I don't want him to fall behind on his colors & shapes and stuff like that. I figured if I am home with him I better be a good steward of my time with him at home.
We have been having a lot of fun. We took our first trip to the library and work on colors & shapes & bible verse & stories everyday.
He calls it "MOMMY SCHOOLY"
Last week the theme was Listening skills and his verse was
"BE STILL AND KNOW THAT I AM GOD"
We read our bibles and I told him the story of Moses & the burning bush (emphasizing on Moses listening to God's voice)
We played a stop, look & listen game & made sock puppets.
This morning I was tending to Steve's bandaged foot/leg & trying to get b-fast done and clean up the house. I was feeling horribly anxious. I began to cry when Josiah went out to play.
I was very frustrated & worried and anxious about our finances & about my job interview.
BUT... I was not crying out to the Lord I was just crying in frustration - on my own strength or the lack there of.
I was spot treating the carpet in the living room(no longer crying) just concentrating hard on what I was doing. Steve was in our room with the door shut. I felt a little tap on my shoulder. I looked up at Josiah and he smiled at me and said, "mamember, mommy? mamember!
~BE STILL AH KNOW I AM GOD~ remember okay STOP ! LOOK ! LISTEN !
GOD say - be still - mamember mommy!"
I smiled and hugged him and said, "YES baby I remember!"
He ran out onto the porch and started playing.
I felt the presence of the Lord touch me in a gentle manner - not harsh, not scolding and not really any specific words. I just felt His presence.
I finally began to talk with the Lord and I began to just basque in HIS PRESENCE.
I choose to listen to the voice of God, the voice of Truth!
I will not be shaken! We are teaching our son & daughter to trust God! I must choose to do the same!
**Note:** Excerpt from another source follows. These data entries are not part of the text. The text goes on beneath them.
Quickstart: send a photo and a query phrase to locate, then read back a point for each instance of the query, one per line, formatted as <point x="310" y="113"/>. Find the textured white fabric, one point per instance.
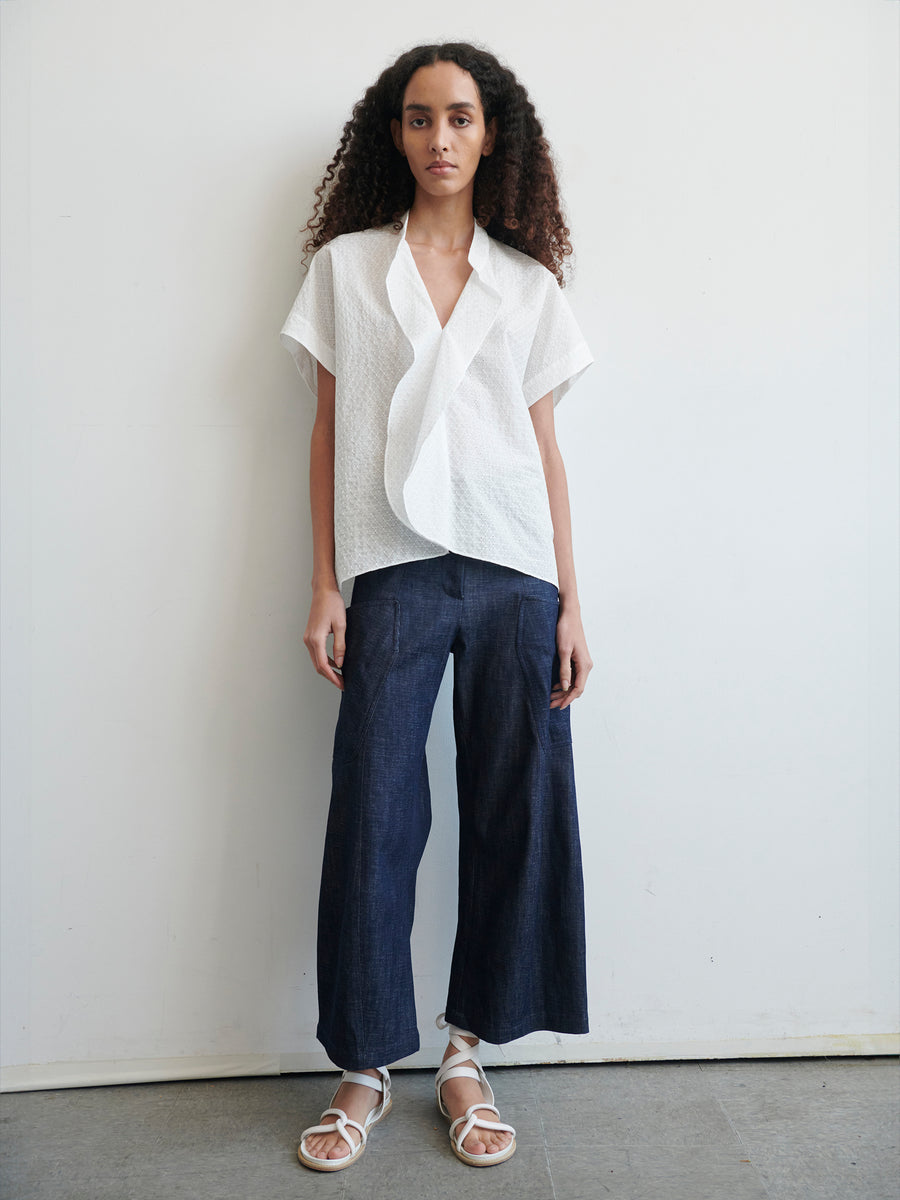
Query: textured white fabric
<point x="435" y="449"/>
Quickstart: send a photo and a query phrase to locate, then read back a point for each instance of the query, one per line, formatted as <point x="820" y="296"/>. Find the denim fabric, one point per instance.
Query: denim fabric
<point x="519" y="958"/>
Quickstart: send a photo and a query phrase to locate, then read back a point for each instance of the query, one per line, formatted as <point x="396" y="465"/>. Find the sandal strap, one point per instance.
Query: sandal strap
<point x="454" y="1068"/>
<point x="340" y="1127"/>
<point x="354" y="1077"/>
<point x="469" y="1122"/>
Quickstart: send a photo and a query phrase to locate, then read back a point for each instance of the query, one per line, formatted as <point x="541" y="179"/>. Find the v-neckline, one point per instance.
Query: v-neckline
<point x="425" y="286"/>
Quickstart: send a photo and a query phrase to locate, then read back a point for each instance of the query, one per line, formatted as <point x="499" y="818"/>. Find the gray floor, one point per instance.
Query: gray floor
<point x="771" y="1129"/>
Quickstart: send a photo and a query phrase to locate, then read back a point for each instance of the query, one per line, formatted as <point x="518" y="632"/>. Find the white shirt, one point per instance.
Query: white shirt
<point x="435" y="448"/>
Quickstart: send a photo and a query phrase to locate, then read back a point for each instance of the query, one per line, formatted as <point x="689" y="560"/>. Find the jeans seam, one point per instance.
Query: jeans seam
<point x="370" y="712"/>
<point x="538" y="725"/>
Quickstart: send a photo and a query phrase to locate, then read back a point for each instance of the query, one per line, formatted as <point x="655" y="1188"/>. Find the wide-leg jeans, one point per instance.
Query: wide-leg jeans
<point x="519" y="957"/>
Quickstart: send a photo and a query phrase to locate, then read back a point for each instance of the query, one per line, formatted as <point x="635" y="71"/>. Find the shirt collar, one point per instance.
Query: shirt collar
<point x="479" y="250"/>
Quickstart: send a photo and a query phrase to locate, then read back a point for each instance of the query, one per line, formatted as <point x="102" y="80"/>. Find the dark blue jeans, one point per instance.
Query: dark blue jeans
<point x="519" y="958"/>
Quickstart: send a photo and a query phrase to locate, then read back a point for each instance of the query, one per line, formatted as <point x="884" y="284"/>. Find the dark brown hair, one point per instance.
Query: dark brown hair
<point x="369" y="184"/>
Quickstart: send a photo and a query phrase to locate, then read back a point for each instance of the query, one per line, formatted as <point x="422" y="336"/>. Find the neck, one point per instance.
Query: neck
<point x="445" y="222"/>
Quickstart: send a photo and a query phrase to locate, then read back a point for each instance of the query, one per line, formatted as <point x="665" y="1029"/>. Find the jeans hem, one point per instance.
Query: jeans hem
<point x="369" y="1057"/>
<point x="499" y="1035"/>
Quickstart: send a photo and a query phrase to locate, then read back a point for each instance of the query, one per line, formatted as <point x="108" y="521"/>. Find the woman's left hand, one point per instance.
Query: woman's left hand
<point x="575" y="661"/>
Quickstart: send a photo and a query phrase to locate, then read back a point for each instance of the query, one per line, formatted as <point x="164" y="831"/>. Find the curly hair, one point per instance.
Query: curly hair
<point x="516" y="197"/>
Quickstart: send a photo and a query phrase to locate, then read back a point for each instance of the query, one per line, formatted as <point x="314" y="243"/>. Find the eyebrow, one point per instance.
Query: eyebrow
<point x="426" y="108"/>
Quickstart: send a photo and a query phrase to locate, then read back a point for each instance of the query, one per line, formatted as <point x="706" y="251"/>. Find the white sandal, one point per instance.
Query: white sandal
<point x="462" y="1127"/>
<point x="342" y="1121"/>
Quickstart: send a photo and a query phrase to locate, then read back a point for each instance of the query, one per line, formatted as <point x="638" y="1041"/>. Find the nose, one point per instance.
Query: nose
<point x="439" y="138"/>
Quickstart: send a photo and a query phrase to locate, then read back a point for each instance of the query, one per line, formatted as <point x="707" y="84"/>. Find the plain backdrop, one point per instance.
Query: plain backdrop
<point x="730" y="180"/>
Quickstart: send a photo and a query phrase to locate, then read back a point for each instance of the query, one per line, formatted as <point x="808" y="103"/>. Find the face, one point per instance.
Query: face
<point x="442" y="132"/>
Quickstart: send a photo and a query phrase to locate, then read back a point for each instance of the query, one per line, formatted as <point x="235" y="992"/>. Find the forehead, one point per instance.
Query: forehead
<point x="439" y="85"/>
Even when things around me look uncertain.
I will not fear for He is with me and promises to restore my soul, to lead me to green pastures, to take me to streams of refreshing!!!
We are certain that God has us in the palm of His hand and He will supply our EVERY NEED!
WE CHOSE TO WORSHIP HIM THROUGH THE LIFE & DEATH OF ELIJAH.
WE want for God to receive all Glory & Honor ~ we want to make a difference in someones life by the way we live and the way we react to diverse situations around us.
BLESSED BE THE NAME, HE GIVES & TAKES AWAY!!
OUR HEARTS WILL CHOOSE TO SAY BLESSED BE YOUR NAME!!!!